Mathematical Simulation of Early Life: The Evolution of an rror Minimizing Genetic Code,   Steven Massey,   UPR RĂ­o Piedras,  Wed, 11 April, 2012,   11:00 a.m. A-233


The genetic code allows the translation of DNA gene sequences into functional proteins. It is comprised of 61 codons, each composed of three nucleotides (A, T, C or G). Each codon may code for one of the 20 amino acids present in proteins. The code has the remarkable statistical property of error minimization, whereby amino acids are assigned to codons so that when a mutation results in a change of amino acid, it is physicochemically similar to the original. This has the effect of minimizing the deleterious effects of mutations as the disruption to protein structure is reduced.
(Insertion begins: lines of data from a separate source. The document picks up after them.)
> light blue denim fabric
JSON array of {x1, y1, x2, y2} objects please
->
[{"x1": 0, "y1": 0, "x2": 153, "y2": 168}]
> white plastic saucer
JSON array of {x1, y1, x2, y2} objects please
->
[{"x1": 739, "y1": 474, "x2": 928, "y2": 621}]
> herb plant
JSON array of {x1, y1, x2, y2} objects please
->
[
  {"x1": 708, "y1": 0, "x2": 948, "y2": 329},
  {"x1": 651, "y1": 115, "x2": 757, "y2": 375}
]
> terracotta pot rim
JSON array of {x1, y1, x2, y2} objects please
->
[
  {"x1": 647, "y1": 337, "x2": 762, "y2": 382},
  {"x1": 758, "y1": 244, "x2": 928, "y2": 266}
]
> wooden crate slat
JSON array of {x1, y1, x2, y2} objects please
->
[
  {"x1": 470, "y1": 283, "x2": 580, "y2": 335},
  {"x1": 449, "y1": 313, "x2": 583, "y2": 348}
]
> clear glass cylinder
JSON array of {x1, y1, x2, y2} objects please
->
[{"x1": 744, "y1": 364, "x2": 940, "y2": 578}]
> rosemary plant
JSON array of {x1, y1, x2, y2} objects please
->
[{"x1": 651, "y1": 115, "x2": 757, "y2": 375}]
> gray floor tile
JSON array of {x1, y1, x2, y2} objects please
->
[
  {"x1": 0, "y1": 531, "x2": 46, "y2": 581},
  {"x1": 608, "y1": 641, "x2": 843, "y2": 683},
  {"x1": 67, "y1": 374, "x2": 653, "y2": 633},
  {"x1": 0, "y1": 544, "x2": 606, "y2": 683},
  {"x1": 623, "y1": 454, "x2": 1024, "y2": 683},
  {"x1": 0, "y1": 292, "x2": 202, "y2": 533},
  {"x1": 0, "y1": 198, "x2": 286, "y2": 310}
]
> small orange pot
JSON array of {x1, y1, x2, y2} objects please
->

Given that error minimization is a beneficial trait, it is widely assumed that it has arisen as a result of natural selection (natural selection results in the spread of beneficial traits throughout a population). This is difficult to test experimentally, due to the technical difficulties in reproducing genetic code evolution. However, it is amenable to mathematical simulation, using simple assumptions and avoiding specifics regarding the exact pathway of genetic code evolution. The assumptions used here are 1) that the genetic code expanded over time with the number of amino acids increasing to twenty; 2) that new amino acids were added to the code via gene duplication. When, these features are incorporated into the simulation it is found that the property of error minimization can "emerge", without the need to invoke natural selection. In addition, simulations show that in order to select an optimal code, numerous codon reassignments would have to occur, to effectively search "code space"; it is argued that in light of Crick's Frozen Accident theory that this is unlikely. Thus, the property of error minimization may be an example of a beneficial trait that has emerged, rather than been directly selected for.